BOOK IX. CONTAINING TWELVE HOURS.
3. Chapter iii. The arrival of Mr Jones...
(continued)
Victory must now have fallen to the side of the travellers (for the
bravest troops must yield to numbers) had not Susan the chambermaid
come luckily to support her mistress. This Susan was as two-handed a
wench (according to the phrase) as any in the country, and would, I
believe, have beat the famed Thalestris herself, or any of her subject
Amazons; for her form was robust and man-like, and every way made for
such encounters. As her hands and arms were formed to give blows with
great mischief to an enemy, so was her face as well contrived to
receive blows without any great injury to herself, her nose being
already flat to her face; her lips were so large, that no swelling
could be perceived in them, and moreover they were so hard, that a
fist could hardly make any impression on them. Lastly, her cheek-bones
stood out, as if nature had intended them for two bastions to defend
her eyes in those encounters for which she seemed so well calculated,
and to which she was most wonderfully well inclined.
This fair creature entering the field of battle, immediately filed to
that wing where her mistress maintained so unequal a fight with one of
either sex. Here she presently challenged Partridge to single combat.

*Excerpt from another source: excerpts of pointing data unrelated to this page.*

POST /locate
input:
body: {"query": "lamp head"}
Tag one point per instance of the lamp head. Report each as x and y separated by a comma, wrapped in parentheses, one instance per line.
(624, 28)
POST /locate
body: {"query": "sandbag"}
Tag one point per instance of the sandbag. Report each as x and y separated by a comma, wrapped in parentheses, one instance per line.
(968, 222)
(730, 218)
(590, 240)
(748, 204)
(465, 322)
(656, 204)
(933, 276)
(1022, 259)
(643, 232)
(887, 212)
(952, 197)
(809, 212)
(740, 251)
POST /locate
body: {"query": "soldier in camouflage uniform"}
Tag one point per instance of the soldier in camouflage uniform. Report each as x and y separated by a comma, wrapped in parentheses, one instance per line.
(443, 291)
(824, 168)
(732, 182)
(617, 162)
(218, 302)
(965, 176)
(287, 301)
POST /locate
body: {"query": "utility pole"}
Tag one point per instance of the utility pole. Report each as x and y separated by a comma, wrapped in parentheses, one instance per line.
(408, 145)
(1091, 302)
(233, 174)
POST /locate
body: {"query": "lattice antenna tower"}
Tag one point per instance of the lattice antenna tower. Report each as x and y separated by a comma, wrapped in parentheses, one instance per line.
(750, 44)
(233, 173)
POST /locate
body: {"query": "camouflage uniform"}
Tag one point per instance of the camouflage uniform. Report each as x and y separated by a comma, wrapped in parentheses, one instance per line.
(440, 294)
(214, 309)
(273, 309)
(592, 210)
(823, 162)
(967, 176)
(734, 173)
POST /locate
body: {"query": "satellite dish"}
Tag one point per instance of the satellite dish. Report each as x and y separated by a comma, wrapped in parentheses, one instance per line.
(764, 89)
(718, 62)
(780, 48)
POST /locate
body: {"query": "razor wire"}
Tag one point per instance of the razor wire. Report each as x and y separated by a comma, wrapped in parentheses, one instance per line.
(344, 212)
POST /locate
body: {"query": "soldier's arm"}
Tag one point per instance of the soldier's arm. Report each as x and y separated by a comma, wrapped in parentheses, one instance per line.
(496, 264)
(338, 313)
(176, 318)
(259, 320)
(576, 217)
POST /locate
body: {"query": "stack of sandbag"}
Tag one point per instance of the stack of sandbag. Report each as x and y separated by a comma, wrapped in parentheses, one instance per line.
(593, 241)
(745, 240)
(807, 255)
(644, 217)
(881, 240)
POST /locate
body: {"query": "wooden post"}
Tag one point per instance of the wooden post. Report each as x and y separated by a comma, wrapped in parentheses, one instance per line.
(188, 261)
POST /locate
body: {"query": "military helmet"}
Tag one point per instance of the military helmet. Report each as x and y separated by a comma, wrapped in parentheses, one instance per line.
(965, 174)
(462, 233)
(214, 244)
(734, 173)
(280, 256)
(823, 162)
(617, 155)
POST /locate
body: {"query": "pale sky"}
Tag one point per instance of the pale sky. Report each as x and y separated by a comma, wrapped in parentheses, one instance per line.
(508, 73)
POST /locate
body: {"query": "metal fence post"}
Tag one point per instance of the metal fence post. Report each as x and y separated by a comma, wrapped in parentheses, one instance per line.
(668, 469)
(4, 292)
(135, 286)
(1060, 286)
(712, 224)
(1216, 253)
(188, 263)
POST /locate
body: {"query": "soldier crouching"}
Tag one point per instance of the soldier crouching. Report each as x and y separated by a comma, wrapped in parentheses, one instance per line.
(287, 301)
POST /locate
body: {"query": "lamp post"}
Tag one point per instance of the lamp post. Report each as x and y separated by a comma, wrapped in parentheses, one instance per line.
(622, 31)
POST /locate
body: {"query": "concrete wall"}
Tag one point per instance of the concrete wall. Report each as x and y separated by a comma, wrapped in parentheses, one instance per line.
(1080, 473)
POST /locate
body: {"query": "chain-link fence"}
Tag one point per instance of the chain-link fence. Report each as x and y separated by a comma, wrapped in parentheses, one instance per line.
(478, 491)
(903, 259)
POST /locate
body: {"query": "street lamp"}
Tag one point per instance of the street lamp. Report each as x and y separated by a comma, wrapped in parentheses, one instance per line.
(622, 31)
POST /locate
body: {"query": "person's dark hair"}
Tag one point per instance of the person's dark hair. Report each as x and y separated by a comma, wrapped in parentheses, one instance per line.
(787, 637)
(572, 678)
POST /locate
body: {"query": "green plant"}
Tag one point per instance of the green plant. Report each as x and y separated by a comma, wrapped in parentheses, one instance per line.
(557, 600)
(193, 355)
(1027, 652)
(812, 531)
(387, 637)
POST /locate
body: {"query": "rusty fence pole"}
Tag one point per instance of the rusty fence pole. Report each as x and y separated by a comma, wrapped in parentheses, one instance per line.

He accepted the challenge, and a most desperate fight began between
them.
Now the dogs of war being let loose, began to lick their bloody lips;
now Victory, with golden wings, hung hovering in the air; now Fortune,
taking her scales from her shelf, began to weigh the fates of Tom
Jones, his female companion, and Partridge, against the landlord, his
wife, and maid; all which hung in exact balance before her; when a
good-natured accident put suddenly an end to the bloody fray, with
which half of the combatants had already sufficiently feasted. This
accident was the arrival of a coach and four; upon which my landlord
and landlady immediately desisted from fighting, and at their entreaty
obtained the same favour of their antagonists: but Susan was not so
kind to Partridge; for that Amazonian fair having overthrown and
bestrid her enemy, was now cuffing him lustily with both her hands,
without any regard to his request of a cessation of arms, or to those
loud exclamations of murder which he roared forth.